The Proxy-Tokenized Diffusion Transformer (PT-DiT), which employs sparse representative token attention to model global visual information efficiently, and further develops the Qihoo-T2X family, which includes a variety of models for T2I, T2V, and T2MV tasks.

Abstract

The global self-attention mechanism in diffusion transformers involves redundant computation due to the sparse and redundant nature of visual information, and the attention map of tokens within a spatial window shows significant similarity. To address this redundancy, we propose the Proxy-Tokenized Diffusion Transformer (PT-DiT), which employs sparse representative token attention (where the number of representative tokens is much smaller than the total number of tokens) to model global visual information efficiently. Specifically, within each transformer block, we compute an averaging token from each spatial-temporal window to serve as a proxy token for that region. The global semantics are captured through the self-attention of these proxy tokens and then injected into all latent tokens via cross-attention. Simultaneously, we introduce window and shift window attention to address the limitations in detail modeling caused by the sparse attention mechanism. Building on the well-designed PT-DiT, we further develop the Qihoo-T2X family, which includes a variety of models for T2I, T2V, and T2MV tasks.
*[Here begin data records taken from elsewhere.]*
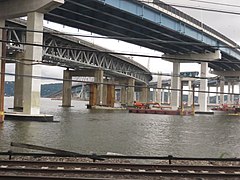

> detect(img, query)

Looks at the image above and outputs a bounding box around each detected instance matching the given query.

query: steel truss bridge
[5,19,152,84]
[44,0,240,72]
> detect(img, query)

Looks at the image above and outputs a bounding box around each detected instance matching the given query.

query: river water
[0,97,240,158]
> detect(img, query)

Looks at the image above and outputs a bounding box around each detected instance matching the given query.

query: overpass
[6,19,152,84]
[0,0,239,120]
[5,18,152,109]
[45,0,240,69]
[44,0,240,111]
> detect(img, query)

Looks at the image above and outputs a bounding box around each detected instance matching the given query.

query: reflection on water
[0,97,240,158]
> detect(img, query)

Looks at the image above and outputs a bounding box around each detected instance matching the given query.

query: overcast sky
[6,0,240,83]
[163,0,240,43]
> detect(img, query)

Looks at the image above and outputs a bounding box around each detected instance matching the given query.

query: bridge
[43,0,240,111]
[5,18,152,110]
[6,19,152,84]
[0,0,239,121]
[45,0,240,69]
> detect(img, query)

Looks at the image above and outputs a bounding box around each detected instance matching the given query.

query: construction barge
[211,104,240,115]
[128,102,194,116]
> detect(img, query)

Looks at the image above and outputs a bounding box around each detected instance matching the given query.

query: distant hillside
[4,81,62,97]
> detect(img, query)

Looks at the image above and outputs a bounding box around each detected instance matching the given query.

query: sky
[6,0,240,83]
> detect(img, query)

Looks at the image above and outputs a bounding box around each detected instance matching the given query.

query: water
[0,97,240,158]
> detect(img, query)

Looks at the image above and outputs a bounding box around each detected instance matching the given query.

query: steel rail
[1,151,240,164]
[0,166,240,178]
[0,174,111,180]
[0,160,240,171]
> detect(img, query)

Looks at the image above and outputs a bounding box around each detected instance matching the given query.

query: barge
[129,102,193,116]
[211,104,240,114]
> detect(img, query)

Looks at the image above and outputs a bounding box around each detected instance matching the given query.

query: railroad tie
[171,170,179,173]
[57,167,64,170]
[201,170,209,173]
[187,170,195,173]
[155,170,162,172]
[74,168,81,170]
[219,171,226,174]
[41,167,49,169]
[0,165,8,168]
[234,171,240,174]
[124,169,131,171]
[106,168,113,171]
[138,169,146,172]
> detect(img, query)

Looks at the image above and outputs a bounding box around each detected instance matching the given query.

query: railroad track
[0,160,240,179]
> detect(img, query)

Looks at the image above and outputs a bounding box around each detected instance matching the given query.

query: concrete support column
[127,78,135,106]
[231,83,234,104]
[23,12,43,114]
[152,89,157,102]
[94,69,103,105]
[227,82,231,105]
[199,62,208,112]
[89,84,97,106]
[156,74,162,104]
[102,79,108,106]
[207,86,210,104]
[134,92,137,101]
[167,86,171,104]
[147,87,151,103]
[171,62,180,109]
[139,84,148,103]
[107,84,115,107]
[14,53,25,109]
[220,79,225,104]
[216,86,219,104]
[120,86,126,105]
[161,88,165,104]
[62,70,72,107]
[188,80,193,106]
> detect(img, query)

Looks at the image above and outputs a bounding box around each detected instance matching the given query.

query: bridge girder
[43,0,240,72]
[5,19,152,84]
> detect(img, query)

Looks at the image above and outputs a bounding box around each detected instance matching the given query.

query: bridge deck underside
[45,0,240,72]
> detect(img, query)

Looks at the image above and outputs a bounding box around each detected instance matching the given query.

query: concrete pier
[89,84,97,107]
[215,86,219,104]
[231,83,234,104]
[107,84,115,107]
[22,12,43,115]
[127,78,135,106]
[199,62,208,112]
[227,82,231,105]
[139,84,148,103]
[14,53,24,109]
[95,69,103,105]
[62,70,72,107]
[156,74,162,104]
[0,0,64,121]
[220,78,225,104]
[188,80,193,106]
[171,62,180,109]
[120,86,127,105]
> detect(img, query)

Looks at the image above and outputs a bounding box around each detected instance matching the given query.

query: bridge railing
[150,0,238,47]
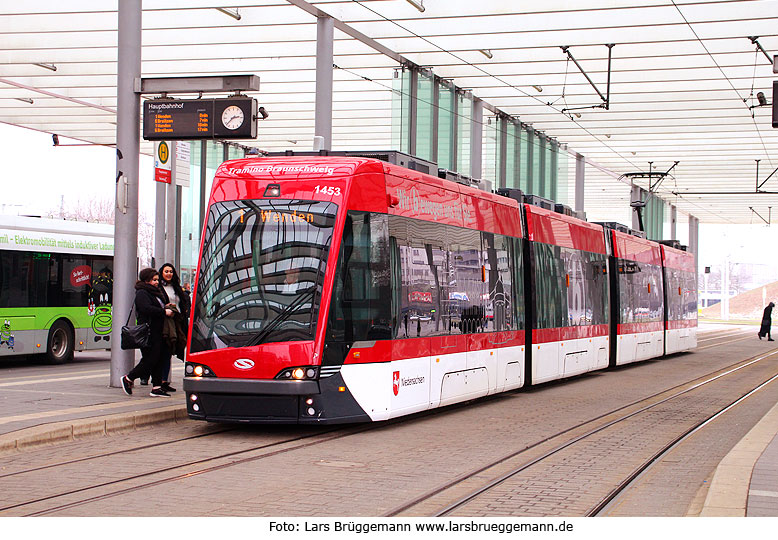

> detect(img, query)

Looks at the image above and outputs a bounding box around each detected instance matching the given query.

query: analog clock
[221,105,245,130]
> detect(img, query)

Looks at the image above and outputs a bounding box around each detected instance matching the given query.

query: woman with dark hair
[121,268,174,397]
[156,263,191,392]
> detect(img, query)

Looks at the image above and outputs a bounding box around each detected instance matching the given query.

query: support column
[631,184,642,231]
[111,0,142,387]
[154,179,166,266]
[470,98,483,179]
[575,152,585,213]
[688,215,699,270]
[164,152,177,265]
[199,140,207,231]
[498,116,508,189]
[670,205,677,240]
[315,16,334,151]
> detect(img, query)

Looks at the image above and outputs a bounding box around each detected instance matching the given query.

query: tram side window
[482,233,514,332]
[684,271,697,320]
[532,243,566,329]
[510,238,525,331]
[405,225,448,338]
[648,264,664,322]
[328,212,392,342]
[450,229,483,334]
[618,259,636,324]
[561,247,586,326]
[666,268,681,321]
[587,252,609,326]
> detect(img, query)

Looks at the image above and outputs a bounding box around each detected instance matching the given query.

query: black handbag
[121,306,150,350]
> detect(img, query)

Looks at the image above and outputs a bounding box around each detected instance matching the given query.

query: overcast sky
[2,122,776,277]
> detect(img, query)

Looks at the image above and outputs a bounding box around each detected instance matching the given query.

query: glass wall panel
[547,140,556,201]
[482,116,498,184]
[457,93,472,175]
[415,71,435,162]
[391,67,411,153]
[521,128,533,194]
[437,84,455,171]
[556,145,570,206]
[534,135,544,198]
[505,122,518,189]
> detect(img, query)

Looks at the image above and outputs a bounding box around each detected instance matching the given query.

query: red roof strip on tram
[661,244,696,273]
[610,230,662,265]
[524,204,607,254]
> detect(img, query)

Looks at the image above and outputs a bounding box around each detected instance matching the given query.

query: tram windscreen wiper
[246,287,316,347]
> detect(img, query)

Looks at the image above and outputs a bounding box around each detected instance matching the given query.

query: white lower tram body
[664,326,698,355]
[532,335,610,384]
[340,344,526,422]
[616,330,665,366]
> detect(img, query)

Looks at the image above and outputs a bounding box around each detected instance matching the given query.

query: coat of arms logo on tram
[392,371,400,396]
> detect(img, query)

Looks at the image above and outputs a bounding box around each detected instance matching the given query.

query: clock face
[221,105,245,130]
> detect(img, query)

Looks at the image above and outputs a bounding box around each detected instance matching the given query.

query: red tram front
[183,156,526,423]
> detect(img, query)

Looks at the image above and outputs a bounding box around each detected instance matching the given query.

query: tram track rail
[2,332,771,517]
[385,345,778,517]
[0,425,364,516]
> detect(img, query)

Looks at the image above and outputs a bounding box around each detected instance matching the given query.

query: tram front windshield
[190,199,338,352]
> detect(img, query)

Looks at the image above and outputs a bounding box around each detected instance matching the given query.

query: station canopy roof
[1,0,777,225]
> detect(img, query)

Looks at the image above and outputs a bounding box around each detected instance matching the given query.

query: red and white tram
[183,153,697,424]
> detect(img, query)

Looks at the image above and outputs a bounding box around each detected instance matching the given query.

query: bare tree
[45,196,155,267]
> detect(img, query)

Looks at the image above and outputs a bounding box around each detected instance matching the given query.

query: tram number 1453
[314,185,341,196]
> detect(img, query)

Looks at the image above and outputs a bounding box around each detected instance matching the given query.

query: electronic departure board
[143,97,258,140]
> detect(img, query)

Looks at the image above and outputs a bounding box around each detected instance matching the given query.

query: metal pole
[470,98,483,179]
[575,152,585,213]
[631,185,643,231]
[111,0,142,387]
[154,177,166,266]
[315,15,334,150]
[175,185,182,272]
[670,205,677,240]
[164,149,177,266]
[199,140,207,231]
[498,116,507,189]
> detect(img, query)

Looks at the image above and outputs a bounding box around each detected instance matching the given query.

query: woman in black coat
[758,301,774,341]
[156,263,191,392]
[121,268,174,397]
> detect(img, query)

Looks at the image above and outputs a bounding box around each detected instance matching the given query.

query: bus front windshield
[190,199,338,353]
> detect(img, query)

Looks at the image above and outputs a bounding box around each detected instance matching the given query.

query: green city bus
[0,215,114,363]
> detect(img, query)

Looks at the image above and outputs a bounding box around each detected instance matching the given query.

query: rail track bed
[1,327,775,517]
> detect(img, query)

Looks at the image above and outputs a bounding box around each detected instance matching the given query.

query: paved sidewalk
[701,399,778,516]
[0,351,187,455]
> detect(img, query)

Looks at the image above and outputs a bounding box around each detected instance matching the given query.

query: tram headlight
[185,362,216,378]
[275,366,319,380]
[305,398,314,405]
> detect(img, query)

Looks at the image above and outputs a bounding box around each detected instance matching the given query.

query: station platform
[0,324,776,517]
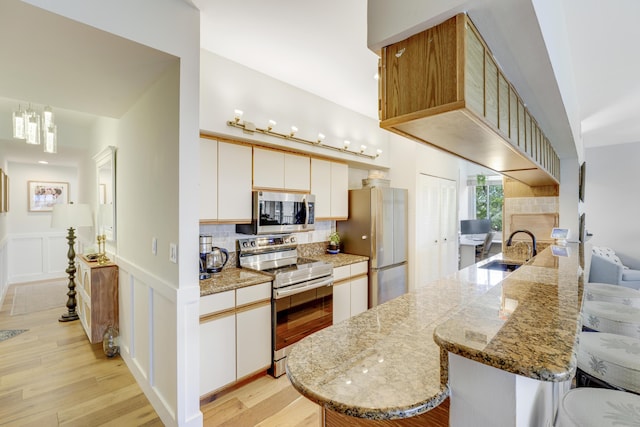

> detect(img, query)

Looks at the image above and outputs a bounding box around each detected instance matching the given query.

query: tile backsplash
[199,220,335,254]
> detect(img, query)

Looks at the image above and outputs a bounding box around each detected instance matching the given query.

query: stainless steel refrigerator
[337,186,408,307]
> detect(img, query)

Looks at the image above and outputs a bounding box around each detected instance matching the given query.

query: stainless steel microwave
[236,191,315,235]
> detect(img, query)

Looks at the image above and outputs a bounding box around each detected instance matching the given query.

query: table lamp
[51,202,93,322]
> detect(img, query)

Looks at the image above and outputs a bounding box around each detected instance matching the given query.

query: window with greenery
[475,175,503,231]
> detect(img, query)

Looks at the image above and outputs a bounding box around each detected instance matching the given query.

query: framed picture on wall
[28,181,69,212]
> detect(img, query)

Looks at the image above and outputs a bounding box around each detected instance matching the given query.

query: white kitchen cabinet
[284,152,310,191]
[350,276,368,317]
[218,141,252,221]
[200,313,236,396]
[199,138,218,221]
[253,147,310,191]
[333,280,351,324]
[311,158,348,219]
[330,162,348,218]
[199,282,272,397]
[199,138,252,222]
[253,147,284,189]
[199,290,236,396]
[236,302,271,379]
[236,282,271,379]
[332,261,368,324]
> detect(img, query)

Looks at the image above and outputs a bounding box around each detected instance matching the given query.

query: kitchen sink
[479,260,523,272]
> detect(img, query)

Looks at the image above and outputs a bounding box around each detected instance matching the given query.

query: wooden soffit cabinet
[379,14,560,187]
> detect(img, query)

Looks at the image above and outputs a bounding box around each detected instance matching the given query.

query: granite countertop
[286,244,584,420]
[309,252,369,268]
[199,267,272,296]
[434,243,584,382]
[199,252,368,296]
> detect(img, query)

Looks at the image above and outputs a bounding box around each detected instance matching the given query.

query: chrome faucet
[506,229,537,257]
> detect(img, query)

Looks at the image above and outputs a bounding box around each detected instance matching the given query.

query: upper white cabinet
[199,138,252,223]
[219,142,252,221]
[284,152,311,191]
[311,158,348,219]
[253,147,283,189]
[253,147,310,192]
[199,139,218,220]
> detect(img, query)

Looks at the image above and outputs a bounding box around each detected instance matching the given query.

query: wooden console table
[76,255,119,344]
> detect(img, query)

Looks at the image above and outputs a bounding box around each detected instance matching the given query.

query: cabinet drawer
[236,282,271,306]
[333,265,350,282]
[200,290,235,316]
[351,261,368,276]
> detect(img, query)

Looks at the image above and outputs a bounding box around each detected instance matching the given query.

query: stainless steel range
[237,234,333,377]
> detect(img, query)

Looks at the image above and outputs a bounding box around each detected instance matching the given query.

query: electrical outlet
[169,243,177,263]
[151,237,157,255]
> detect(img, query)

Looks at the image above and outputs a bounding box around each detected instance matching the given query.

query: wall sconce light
[234,109,244,123]
[226,111,380,160]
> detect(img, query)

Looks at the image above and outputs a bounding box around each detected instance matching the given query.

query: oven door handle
[274,276,333,299]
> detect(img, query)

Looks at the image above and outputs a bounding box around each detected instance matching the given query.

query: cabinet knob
[361,235,368,240]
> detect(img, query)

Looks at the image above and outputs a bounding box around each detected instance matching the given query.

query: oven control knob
[242,241,248,248]
[290,236,296,243]
[250,241,256,247]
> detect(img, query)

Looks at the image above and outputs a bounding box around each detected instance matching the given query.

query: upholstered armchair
[589,247,640,290]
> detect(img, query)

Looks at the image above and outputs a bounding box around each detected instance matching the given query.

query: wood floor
[1,281,447,426]
[0,281,320,427]
[0,281,163,426]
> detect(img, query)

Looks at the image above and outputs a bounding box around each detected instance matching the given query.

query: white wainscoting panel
[133,276,151,381]
[7,232,71,284]
[116,256,201,427]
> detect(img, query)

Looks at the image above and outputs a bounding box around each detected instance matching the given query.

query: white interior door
[416,174,458,287]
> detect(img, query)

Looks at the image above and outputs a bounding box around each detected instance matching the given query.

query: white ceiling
[2,0,637,168]
[0,0,177,165]
[195,0,640,155]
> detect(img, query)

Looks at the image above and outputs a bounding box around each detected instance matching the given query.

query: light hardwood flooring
[0,281,163,426]
[0,281,320,426]
[1,281,446,426]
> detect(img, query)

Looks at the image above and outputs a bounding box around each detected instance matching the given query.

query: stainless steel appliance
[237,234,333,377]
[337,185,408,307]
[236,191,315,235]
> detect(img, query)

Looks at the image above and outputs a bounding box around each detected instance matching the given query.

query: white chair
[576,332,640,394]
[589,247,640,290]
[585,282,640,308]
[555,388,640,426]
[581,300,640,339]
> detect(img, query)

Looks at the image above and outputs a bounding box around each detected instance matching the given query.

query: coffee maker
[199,234,212,280]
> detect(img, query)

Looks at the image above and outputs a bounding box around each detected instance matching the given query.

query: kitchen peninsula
[286,244,585,426]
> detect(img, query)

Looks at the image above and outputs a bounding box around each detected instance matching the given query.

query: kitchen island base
[324,399,449,427]
[448,353,572,427]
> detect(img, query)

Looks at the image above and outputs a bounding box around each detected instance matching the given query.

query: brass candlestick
[97,234,110,265]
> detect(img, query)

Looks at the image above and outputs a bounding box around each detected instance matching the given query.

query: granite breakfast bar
[286,243,586,426]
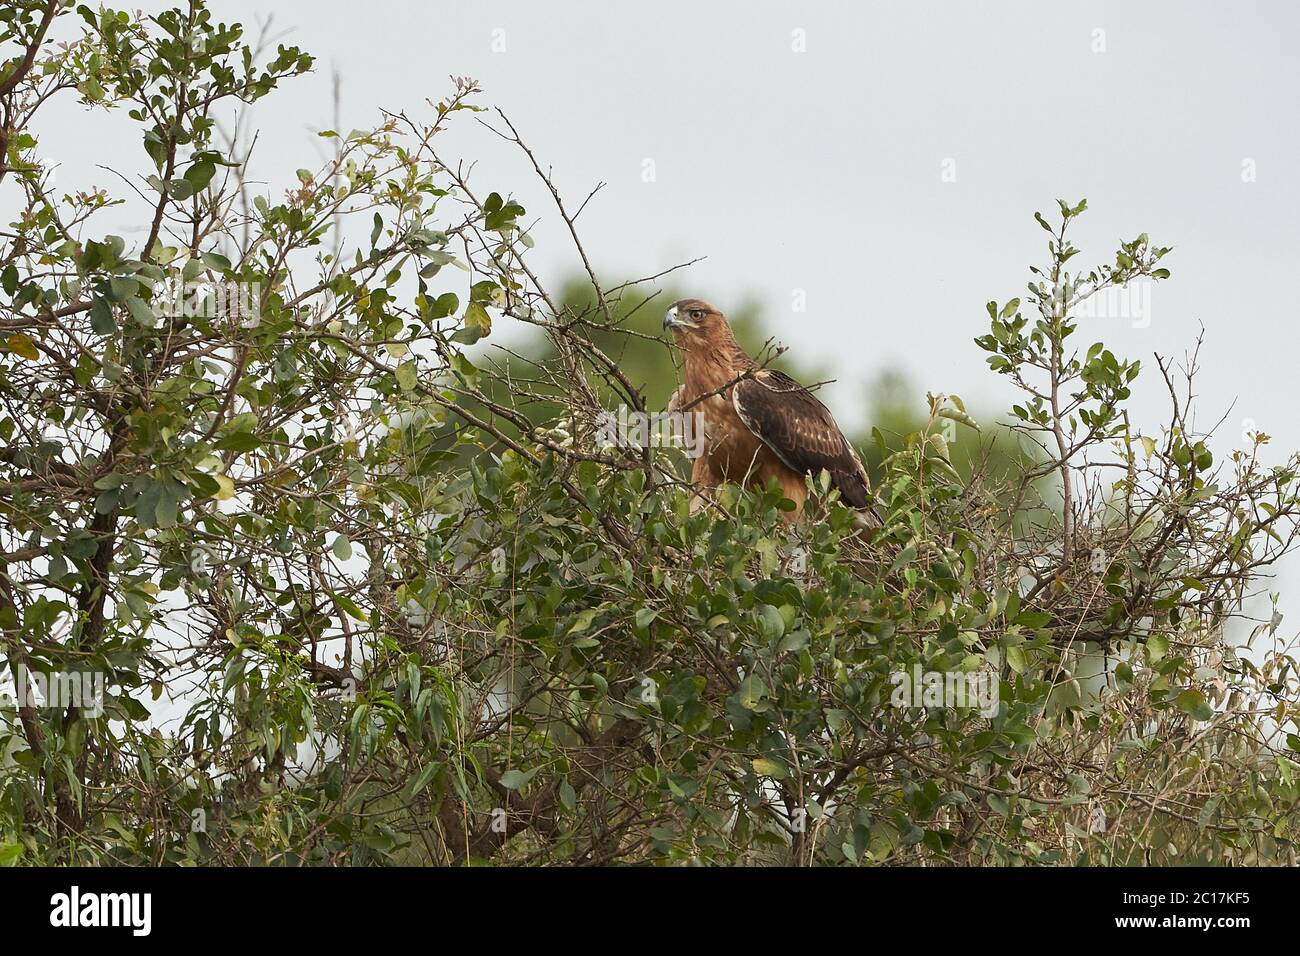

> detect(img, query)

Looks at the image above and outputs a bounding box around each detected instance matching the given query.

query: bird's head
[663,298,729,346]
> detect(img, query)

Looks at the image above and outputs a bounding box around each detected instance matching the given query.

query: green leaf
[4,334,38,360]
[184,158,217,192]
[1147,634,1168,664]
[210,474,235,500]
[736,674,769,712]
[463,301,492,338]
[200,251,232,272]
[155,480,180,528]
[449,325,484,346]
[395,361,418,392]
[450,353,478,387]
[1176,689,1214,722]
[558,780,577,812]
[331,534,353,561]
[214,431,262,453]
[938,406,980,431]
[135,480,162,529]
[408,763,438,796]
[499,768,538,790]
[756,604,785,640]
[427,291,459,318]
[331,592,367,622]
[124,296,157,328]
[1016,611,1051,628]
[0,842,24,866]
[90,298,116,334]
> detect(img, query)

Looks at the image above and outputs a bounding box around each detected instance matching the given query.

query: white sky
[22,0,1300,621]
[31,0,1299,438]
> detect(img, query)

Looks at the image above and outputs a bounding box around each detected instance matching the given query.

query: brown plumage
[664,298,879,524]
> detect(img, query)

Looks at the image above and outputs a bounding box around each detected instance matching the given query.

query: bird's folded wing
[731,369,876,513]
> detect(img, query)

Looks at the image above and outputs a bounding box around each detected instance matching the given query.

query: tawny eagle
[664,298,880,524]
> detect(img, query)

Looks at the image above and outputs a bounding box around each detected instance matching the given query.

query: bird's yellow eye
[690,309,702,320]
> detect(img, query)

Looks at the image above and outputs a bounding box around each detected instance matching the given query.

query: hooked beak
[663,305,695,331]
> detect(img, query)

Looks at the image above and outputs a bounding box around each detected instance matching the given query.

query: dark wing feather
[732,369,876,513]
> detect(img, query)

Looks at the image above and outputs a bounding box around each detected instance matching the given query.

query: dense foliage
[2,1,1298,865]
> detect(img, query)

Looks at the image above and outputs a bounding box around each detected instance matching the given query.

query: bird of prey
[663,298,880,525]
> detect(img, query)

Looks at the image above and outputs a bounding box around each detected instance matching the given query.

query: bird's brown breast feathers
[681,349,797,494]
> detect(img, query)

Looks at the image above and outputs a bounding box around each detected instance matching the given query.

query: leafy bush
[1,0,1297,865]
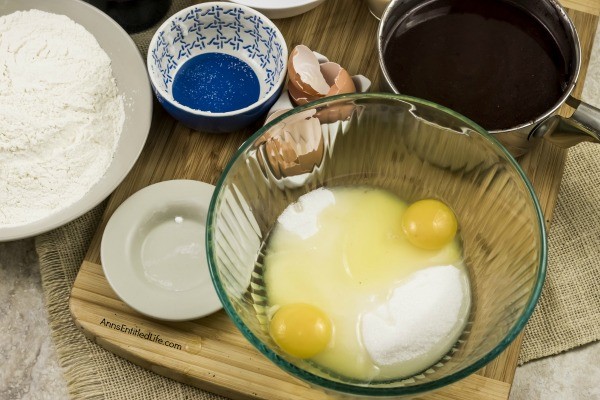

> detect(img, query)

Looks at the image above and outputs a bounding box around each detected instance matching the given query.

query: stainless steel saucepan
[378,0,600,157]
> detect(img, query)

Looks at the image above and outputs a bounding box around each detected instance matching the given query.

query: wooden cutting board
[70,1,600,399]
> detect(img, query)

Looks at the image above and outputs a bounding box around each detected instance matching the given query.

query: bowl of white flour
[0,0,152,241]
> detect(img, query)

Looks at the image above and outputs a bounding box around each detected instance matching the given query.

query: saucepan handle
[531,96,600,148]
[567,97,600,134]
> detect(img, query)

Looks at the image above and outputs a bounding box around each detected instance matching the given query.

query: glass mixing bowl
[206,93,546,397]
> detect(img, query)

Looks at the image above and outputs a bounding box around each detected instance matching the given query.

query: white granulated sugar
[0,10,124,226]
[361,265,468,367]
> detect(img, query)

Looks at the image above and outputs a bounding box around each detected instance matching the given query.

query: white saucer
[101,180,222,321]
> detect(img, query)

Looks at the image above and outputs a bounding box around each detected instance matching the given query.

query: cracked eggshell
[288,45,330,99]
[315,103,357,124]
[320,62,357,96]
[256,110,324,179]
[267,117,324,178]
[288,80,311,106]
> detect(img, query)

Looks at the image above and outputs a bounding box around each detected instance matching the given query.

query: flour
[0,10,125,227]
[277,187,335,240]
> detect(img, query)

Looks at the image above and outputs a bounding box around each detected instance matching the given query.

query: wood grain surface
[70,1,599,399]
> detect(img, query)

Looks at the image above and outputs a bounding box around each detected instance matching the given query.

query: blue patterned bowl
[147,2,288,132]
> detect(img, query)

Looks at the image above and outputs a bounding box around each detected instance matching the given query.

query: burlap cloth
[33,1,600,398]
[517,142,600,364]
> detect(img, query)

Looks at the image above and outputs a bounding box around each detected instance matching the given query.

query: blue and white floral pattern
[149,4,286,98]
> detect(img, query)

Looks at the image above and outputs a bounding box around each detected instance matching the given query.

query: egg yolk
[269,303,332,359]
[402,199,458,250]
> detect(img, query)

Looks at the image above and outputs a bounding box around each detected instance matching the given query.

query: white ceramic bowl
[147,2,288,133]
[228,0,327,19]
[0,0,152,241]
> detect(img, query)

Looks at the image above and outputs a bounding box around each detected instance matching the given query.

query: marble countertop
[1,24,600,400]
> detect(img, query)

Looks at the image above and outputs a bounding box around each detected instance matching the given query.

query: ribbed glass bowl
[206,93,546,398]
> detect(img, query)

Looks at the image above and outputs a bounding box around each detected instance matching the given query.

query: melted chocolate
[383,0,569,130]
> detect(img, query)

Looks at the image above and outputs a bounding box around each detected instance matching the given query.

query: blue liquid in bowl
[172,53,261,113]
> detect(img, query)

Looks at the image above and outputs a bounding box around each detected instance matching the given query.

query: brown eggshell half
[320,62,357,96]
[315,101,358,124]
[288,45,330,98]
[287,79,311,106]
[256,110,324,179]
[269,117,324,178]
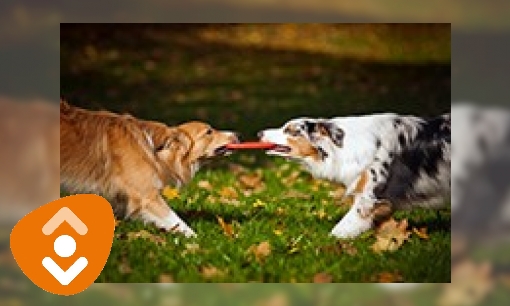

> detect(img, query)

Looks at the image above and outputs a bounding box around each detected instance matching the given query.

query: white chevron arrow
[42,257,88,285]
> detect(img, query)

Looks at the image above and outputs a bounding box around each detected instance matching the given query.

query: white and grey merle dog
[258,112,451,238]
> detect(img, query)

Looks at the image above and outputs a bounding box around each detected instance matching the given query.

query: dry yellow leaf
[220,198,242,207]
[281,190,311,200]
[219,186,238,199]
[339,242,358,256]
[371,218,411,253]
[162,186,179,200]
[335,195,354,207]
[313,272,333,283]
[315,209,327,220]
[413,227,429,240]
[248,241,272,262]
[253,199,266,208]
[216,216,235,238]
[329,186,347,199]
[239,172,264,189]
[201,266,225,279]
[273,229,283,236]
[288,247,300,254]
[197,180,213,191]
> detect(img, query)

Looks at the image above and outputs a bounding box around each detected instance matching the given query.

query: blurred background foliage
[61,24,450,141]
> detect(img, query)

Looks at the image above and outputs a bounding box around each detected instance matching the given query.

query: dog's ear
[317,121,344,147]
[157,129,192,152]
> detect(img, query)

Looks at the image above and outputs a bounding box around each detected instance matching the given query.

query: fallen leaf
[119,258,132,274]
[216,216,235,238]
[339,195,354,207]
[228,163,247,175]
[127,230,167,246]
[318,241,357,256]
[340,242,358,256]
[197,180,213,191]
[201,266,225,279]
[275,207,286,215]
[219,186,238,199]
[313,272,333,283]
[162,186,179,200]
[329,186,347,199]
[413,227,429,240]
[239,172,264,189]
[280,190,311,200]
[376,271,403,283]
[314,208,327,220]
[220,198,242,207]
[283,170,302,186]
[438,260,494,306]
[158,274,174,283]
[371,218,411,253]
[248,241,272,262]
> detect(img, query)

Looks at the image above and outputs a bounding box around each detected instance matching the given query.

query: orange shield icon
[10,194,115,295]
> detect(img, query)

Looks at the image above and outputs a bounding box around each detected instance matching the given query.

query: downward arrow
[42,257,88,285]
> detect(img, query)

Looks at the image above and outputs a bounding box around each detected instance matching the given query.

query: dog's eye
[205,128,213,135]
[284,126,300,137]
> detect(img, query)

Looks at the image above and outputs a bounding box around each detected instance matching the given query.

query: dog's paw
[167,223,196,238]
[330,213,373,239]
[330,224,368,239]
[182,228,197,238]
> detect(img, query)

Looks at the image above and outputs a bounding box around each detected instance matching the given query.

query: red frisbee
[226,142,277,150]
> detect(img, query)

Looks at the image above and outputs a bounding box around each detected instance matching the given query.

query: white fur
[139,209,196,238]
[261,112,450,239]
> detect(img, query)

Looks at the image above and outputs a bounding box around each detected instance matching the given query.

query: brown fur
[60,100,238,234]
[287,137,320,161]
[353,170,368,194]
Experimental results show that PT-DiT achieves competitive performance while reducing the computational complexity in both image and video generation tasks (e.g., a 49% reduction compared to DiT and a 34% reduction compared to PixArt-$α$). The visual exhibition and source code of Qihoo-T2X is available at https://360cvgroup.github.io/Qihoo-T2X/.

Figures (10)

• Figure 1: The samples from Qihoo-T2I showcase high fidelity and aesthetic qualities, demonstrating a strong consistency with given textual descriptions.
• Figure 2: Comparison of complexity between PixArt-$\alpha$ and PT-DiT/L at various resolutions.
• Figure 3: The attention map of self-attention in PixArt-$\alpha$ at 512 resolution. We assemble the attention map for 16 tokens within a $4 \times 4$ spatial window. The vertical axis represents different tokens within the window, and the horizontal axis represents their correlation with all latent tokens. It is evident that the attention of different tokens in the same window is almost identical for spatially distant tokens, whereas there is noticeable variation for spatially neighboring tokens.
• Figure 4: The overall architecture of PT-DiT. The image or video undergoes processing through a 3D VAE, followed by noise addition, patch embedding, and positional encoding to generate latent tokens. We replace global attention with proxy-tokenized attention to establish contextual associations and employ visual cross-attention to propagate this information to all tokens, thereby reducing computational redundancy. Moreover, texture detail modeling is enhanced through window attention and shifted window attention.
• Figure 5: Qualitative comparison of Text-to-Image generation models.